The words aren't Mr. Jardim's own, exactly. In 2000, the European Council met in Lisbon to formulate a plan to make the EU "the most competitive and dynamic knowledge-based economy in the world." Why the Lisbon Agenda's promised revolution never came is no great mystery. See "Southern Europe, Economies of." Yet changing the development paradigm in these economies will take scrappy ingenuity at home and international support, both of which are now under threat in Madeira. It will be a long time before Madeira is Singapore. But in economic history, much more has been made of much less.

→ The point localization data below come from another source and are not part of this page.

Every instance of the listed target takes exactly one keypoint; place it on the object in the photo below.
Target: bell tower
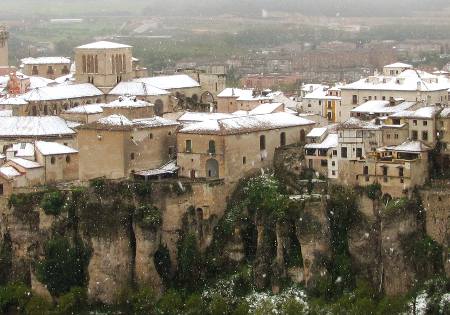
(4, 35)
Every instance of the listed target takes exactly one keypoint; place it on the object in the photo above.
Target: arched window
(84, 64)
(302, 136)
(283, 139)
(212, 147)
(262, 142)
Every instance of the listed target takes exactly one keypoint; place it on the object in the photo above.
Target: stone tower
(3, 46)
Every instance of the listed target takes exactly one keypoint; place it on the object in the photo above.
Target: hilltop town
(97, 120)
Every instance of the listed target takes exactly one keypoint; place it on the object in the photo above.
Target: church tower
(3, 46)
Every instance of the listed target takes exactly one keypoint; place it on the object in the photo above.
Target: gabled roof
(45, 60)
(103, 45)
(169, 82)
(53, 148)
(30, 126)
(244, 124)
(137, 89)
(61, 92)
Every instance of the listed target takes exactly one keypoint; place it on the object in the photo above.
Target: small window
(283, 139)
(188, 147)
(212, 147)
(262, 143)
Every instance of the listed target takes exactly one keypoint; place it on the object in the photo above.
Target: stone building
(28, 165)
(53, 100)
(411, 85)
(105, 64)
(321, 152)
(398, 169)
(230, 148)
(115, 147)
(4, 55)
(47, 67)
(29, 129)
(145, 92)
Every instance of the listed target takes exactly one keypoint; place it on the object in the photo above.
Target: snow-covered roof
(408, 80)
(25, 163)
(62, 92)
(103, 45)
(22, 149)
(202, 116)
(9, 172)
(355, 123)
(127, 102)
(412, 146)
(317, 132)
(114, 120)
(169, 82)
(331, 141)
(30, 126)
(235, 92)
(266, 108)
(45, 60)
(249, 123)
(398, 65)
(137, 89)
(86, 109)
(427, 112)
(154, 122)
(168, 168)
(38, 82)
(13, 101)
(53, 148)
(381, 107)
(445, 113)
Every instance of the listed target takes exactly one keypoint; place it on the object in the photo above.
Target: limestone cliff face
(313, 233)
(147, 242)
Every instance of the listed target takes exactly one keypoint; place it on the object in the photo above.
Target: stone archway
(207, 98)
(159, 107)
(212, 168)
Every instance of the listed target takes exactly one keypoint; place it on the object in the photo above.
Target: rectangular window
(359, 152)
(188, 146)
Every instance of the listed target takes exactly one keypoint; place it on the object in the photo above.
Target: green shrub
(73, 302)
(170, 303)
(37, 306)
(143, 302)
(53, 203)
(14, 296)
(64, 265)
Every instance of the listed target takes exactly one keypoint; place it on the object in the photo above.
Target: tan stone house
(47, 67)
(230, 148)
(115, 147)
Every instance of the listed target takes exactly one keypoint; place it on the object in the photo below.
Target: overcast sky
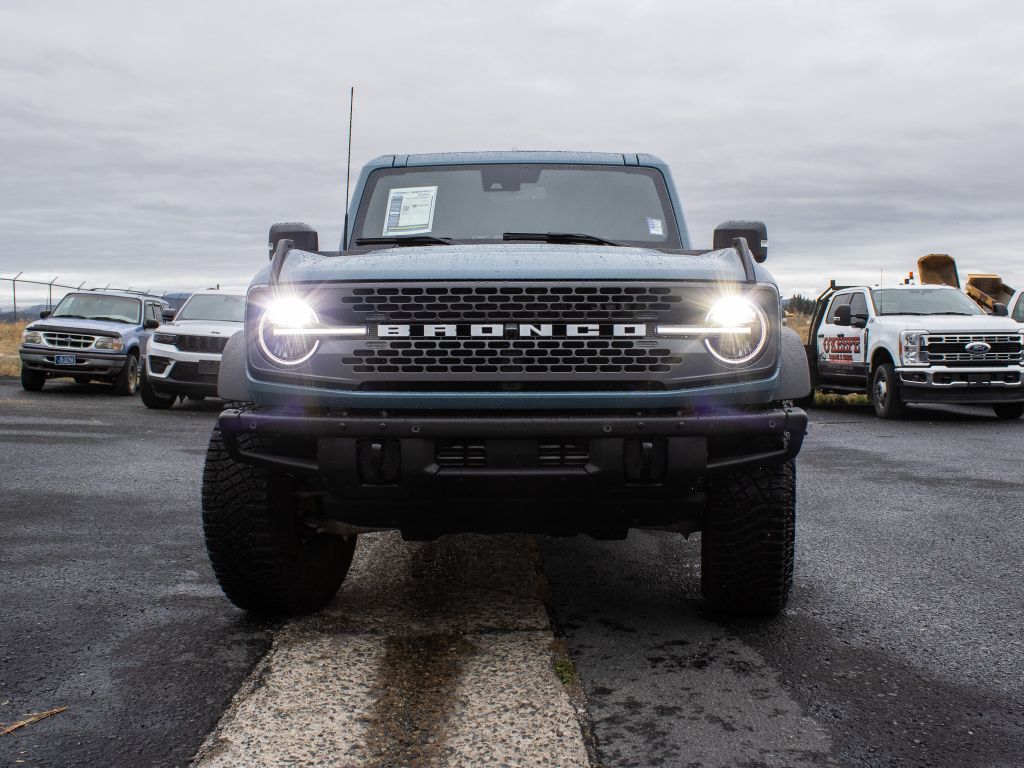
(154, 143)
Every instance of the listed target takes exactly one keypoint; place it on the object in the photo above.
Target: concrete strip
(434, 653)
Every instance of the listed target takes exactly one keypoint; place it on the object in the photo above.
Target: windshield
(213, 307)
(91, 306)
(467, 203)
(923, 301)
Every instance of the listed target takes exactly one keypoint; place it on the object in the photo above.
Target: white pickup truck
(920, 344)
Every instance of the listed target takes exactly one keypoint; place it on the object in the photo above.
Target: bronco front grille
(68, 341)
(208, 344)
(514, 356)
(532, 303)
(950, 349)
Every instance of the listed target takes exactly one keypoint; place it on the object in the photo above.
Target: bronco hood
(512, 261)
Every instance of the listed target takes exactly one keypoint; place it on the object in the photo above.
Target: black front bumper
(593, 473)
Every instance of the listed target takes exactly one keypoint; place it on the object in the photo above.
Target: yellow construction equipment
(986, 290)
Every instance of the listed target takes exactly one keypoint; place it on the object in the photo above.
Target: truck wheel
(265, 559)
(1009, 411)
(127, 381)
(153, 398)
(747, 542)
(32, 381)
(886, 394)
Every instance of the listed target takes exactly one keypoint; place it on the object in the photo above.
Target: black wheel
(747, 542)
(1009, 411)
(32, 381)
(886, 395)
(127, 381)
(265, 558)
(153, 398)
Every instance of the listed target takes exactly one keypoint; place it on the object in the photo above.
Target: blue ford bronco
(507, 342)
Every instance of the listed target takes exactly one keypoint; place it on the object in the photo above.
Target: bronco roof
(483, 158)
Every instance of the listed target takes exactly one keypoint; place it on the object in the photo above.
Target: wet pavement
(901, 645)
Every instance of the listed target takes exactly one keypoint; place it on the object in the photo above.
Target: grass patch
(10, 338)
(565, 670)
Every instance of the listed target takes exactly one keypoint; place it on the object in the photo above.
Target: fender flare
(795, 379)
(232, 383)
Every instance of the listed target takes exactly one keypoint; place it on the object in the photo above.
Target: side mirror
(756, 233)
(303, 236)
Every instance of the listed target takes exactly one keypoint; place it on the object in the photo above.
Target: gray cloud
(160, 142)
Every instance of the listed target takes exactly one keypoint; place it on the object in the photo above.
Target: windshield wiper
(561, 238)
(406, 240)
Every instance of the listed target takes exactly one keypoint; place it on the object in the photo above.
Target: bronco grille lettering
(518, 330)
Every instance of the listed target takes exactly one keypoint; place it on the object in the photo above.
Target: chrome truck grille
(68, 341)
(951, 349)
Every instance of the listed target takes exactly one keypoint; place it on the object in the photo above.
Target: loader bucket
(938, 269)
(988, 290)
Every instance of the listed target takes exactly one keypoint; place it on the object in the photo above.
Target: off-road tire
(886, 395)
(32, 381)
(264, 559)
(747, 541)
(153, 398)
(127, 381)
(1009, 411)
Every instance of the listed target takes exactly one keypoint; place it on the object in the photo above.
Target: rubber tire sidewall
(250, 528)
(893, 407)
(33, 381)
(152, 398)
(122, 384)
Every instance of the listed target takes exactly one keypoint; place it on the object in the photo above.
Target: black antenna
(348, 168)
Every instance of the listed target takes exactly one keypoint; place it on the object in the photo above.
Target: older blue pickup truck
(507, 342)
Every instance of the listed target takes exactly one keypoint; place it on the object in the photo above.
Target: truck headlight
(737, 330)
(109, 342)
(278, 331)
(910, 352)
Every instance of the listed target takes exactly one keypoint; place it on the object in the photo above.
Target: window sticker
(410, 210)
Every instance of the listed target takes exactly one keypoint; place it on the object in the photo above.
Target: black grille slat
(205, 344)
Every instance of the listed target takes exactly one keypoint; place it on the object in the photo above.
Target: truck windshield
(91, 306)
(214, 307)
(923, 301)
(474, 203)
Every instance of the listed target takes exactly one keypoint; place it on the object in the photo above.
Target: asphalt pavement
(901, 645)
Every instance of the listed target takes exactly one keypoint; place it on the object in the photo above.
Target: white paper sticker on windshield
(410, 211)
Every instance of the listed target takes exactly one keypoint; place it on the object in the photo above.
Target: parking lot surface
(901, 645)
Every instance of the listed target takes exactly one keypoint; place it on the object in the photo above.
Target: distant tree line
(800, 304)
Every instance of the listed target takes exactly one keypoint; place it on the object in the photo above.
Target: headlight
(737, 330)
(108, 342)
(288, 314)
(910, 352)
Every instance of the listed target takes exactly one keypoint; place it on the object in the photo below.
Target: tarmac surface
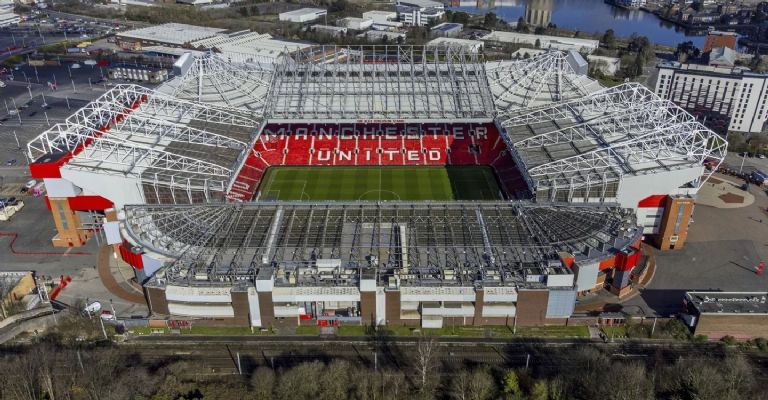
(722, 252)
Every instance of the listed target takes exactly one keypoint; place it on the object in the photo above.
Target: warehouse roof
(729, 302)
(557, 42)
(172, 33)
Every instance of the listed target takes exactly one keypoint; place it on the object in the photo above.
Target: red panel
(605, 264)
(86, 203)
(130, 257)
(627, 259)
(654, 201)
(45, 170)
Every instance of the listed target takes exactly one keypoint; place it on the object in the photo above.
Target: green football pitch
(379, 183)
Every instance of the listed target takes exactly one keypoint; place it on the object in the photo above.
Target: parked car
(107, 316)
(93, 308)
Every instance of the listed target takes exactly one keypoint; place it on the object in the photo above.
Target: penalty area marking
(379, 191)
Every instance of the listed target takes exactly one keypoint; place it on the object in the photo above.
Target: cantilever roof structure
(541, 80)
(382, 82)
(493, 243)
(182, 151)
(589, 144)
(214, 79)
(402, 82)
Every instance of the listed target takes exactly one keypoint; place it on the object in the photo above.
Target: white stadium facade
(170, 178)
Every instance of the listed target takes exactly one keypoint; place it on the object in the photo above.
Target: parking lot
(25, 240)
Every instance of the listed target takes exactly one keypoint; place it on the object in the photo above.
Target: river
(582, 15)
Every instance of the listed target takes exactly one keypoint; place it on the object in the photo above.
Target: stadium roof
(380, 82)
(544, 79)
(181, 146)
(620, 131)
(214, 79)
(489, 243)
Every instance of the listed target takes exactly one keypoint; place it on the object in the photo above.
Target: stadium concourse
(184, 183)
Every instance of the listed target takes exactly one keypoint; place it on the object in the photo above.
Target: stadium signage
(369, 131)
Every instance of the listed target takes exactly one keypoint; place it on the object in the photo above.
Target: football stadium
(390, 185)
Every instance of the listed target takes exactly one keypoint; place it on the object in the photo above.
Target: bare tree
(263, 383)
(427, 348)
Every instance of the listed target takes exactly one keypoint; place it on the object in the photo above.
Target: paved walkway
(719, 192)
(108, 268)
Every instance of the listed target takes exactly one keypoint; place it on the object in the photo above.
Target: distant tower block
(538, 12)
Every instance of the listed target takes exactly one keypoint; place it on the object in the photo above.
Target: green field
(379, 183)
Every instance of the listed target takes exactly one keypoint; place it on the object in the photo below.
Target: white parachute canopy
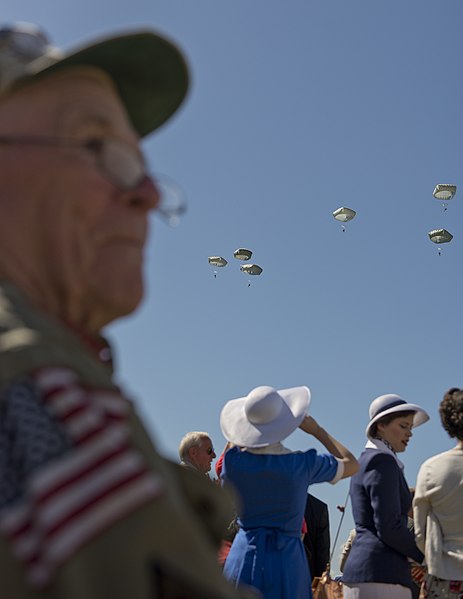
(251, 269)
(242, 254)
(344, 214)
(440, 236)
(444, 191)
(217, 261)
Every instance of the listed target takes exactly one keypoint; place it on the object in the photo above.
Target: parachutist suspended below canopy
(251, 269)
(242, 254)
(344, 215)
(444, 192)
(440, 236)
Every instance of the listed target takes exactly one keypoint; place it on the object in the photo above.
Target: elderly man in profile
(196, 451)
(88, 508)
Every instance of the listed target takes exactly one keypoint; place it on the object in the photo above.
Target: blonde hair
(190, 440)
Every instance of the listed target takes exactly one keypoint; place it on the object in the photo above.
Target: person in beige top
(88, 507)
(438, 507)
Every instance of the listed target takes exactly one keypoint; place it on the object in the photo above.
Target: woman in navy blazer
(378, 566)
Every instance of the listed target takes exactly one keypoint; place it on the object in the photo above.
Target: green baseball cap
(149, 71)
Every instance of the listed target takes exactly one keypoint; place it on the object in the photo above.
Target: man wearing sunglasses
(88, 508)
(197, 452)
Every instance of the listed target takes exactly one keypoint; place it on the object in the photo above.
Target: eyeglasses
(121, 164)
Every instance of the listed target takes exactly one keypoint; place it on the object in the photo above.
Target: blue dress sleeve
(323, 467)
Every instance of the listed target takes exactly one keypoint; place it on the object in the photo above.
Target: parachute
(242, 254)
(444, 191)
(344, 215)
(217, 261)
(251, 269)
(440, 236)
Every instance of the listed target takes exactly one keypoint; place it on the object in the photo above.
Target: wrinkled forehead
(62, 102)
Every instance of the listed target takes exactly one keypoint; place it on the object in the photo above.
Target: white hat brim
(420, 417)
(237, 429)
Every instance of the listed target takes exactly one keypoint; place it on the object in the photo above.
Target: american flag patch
(69, 495)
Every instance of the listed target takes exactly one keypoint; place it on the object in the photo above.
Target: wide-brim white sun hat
(264, 416)
(390, 404)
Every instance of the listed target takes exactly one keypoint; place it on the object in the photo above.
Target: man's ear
(193, 451)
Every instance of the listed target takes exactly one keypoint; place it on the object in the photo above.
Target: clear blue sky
(298, 108)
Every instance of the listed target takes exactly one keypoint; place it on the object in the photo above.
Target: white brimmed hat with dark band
(390, 404)
(150, 72)
(264, 416)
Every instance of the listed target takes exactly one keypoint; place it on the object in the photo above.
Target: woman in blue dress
(271, 482)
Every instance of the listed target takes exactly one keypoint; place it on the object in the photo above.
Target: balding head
(81, 242)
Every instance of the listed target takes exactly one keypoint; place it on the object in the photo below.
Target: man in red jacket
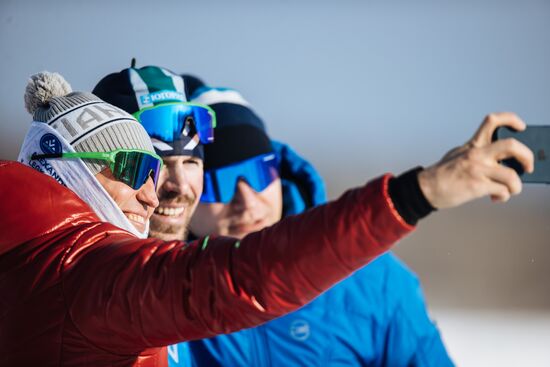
(77, 291)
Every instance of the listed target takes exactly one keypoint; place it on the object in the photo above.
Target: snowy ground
(488, 338)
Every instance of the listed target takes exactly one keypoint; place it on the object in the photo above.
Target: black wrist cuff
(407, 197)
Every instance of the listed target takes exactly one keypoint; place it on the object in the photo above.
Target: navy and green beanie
(134, 89)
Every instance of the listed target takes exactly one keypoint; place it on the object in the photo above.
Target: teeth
(171, 212)
(136, 218)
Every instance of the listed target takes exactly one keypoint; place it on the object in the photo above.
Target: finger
(512, 148)
(498, 192)
(506, 177)
(484, 134)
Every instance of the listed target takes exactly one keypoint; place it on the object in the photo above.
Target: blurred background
(360, 88)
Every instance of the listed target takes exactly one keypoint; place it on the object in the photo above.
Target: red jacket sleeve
(128, 293)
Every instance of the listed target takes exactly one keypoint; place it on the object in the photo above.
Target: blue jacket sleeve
(412, 338)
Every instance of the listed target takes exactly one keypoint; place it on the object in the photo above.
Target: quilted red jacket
(79, 292)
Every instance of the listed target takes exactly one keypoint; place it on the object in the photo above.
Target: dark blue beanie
(240, 133)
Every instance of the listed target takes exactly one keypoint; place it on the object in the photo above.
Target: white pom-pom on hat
(42, 87)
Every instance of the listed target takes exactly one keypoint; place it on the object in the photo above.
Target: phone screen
(536, 138)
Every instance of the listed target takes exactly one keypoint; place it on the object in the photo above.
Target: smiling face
(248, 211)
(179, 189)
(137, 205)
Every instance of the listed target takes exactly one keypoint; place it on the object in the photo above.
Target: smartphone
(536, 138)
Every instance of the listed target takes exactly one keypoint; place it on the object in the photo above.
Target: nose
(246, 198)
(147, 194)
(175, 181)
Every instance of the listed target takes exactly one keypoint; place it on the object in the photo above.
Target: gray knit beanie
(84, 120)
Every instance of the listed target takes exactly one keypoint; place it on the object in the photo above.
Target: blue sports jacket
(376, 317)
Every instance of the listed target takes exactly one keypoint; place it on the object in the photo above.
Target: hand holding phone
(536, 138)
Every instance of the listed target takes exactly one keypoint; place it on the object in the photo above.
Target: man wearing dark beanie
(376, 317)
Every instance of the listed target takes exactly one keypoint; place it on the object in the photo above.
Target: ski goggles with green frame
(169, 121)
(130, 166)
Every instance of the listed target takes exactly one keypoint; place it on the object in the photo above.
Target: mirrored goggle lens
(135, 168)
(169, 122)
(220, 184)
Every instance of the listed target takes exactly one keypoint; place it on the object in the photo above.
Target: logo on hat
(50, 144)
(162, 96)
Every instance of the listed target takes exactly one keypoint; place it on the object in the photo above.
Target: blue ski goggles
(258, 172)
(168, 122)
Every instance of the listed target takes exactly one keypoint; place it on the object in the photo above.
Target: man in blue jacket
(376, 317)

The question is whether Brussels and Lisbon will let anything be made of it at all.
This month the IMF delivered its latest report on Portugal's fiscal consolidation, saying "The envisaged adjustment program for the troubled autonomous region of Madeira will provide an opportunity to signal that errant fiscal behavior at the regional and local levels will no longer be tolerated." Whether "fiscal errancy" includes tax incentives like the IBC is yet to be made clear, but even the policy world's language of crisis resolution tips discussion toward the punitive and away from the genuinely recuperative. Recall Ireland's struggle to hold on to its 12.5% corporate tax rate against French and German pressure.
The wide attention that September's debt revelations received outside of Madeira rankled those on the island who have for years raised concern about Mr. Jardim's spending. But as tiny Madeira steps into the ring with Lisbon and its international creditors, Mr. Jardim may be the island's only hope of defending its prospects as a place for business. The president is something of a hustler for Madeira on the mainland: He has gotten Lisbon to forgive Madeira's debt twice in the past. Mr. Jardim is said to be preparing to take his fight for the IBC all the way to the European Commission and its Portuguese president, José Manuel Barroso.
Madeira—and Portugal, and Europe—probably could have used fewer politicians like Mr. Jardim back when he was building and borrowing like an addict. But mere repentance will not reduce debt or promote competitiveness. Mr. Jardim does not need to be contrite to be useful for Madeira and for Portugal in its moment of opportunity.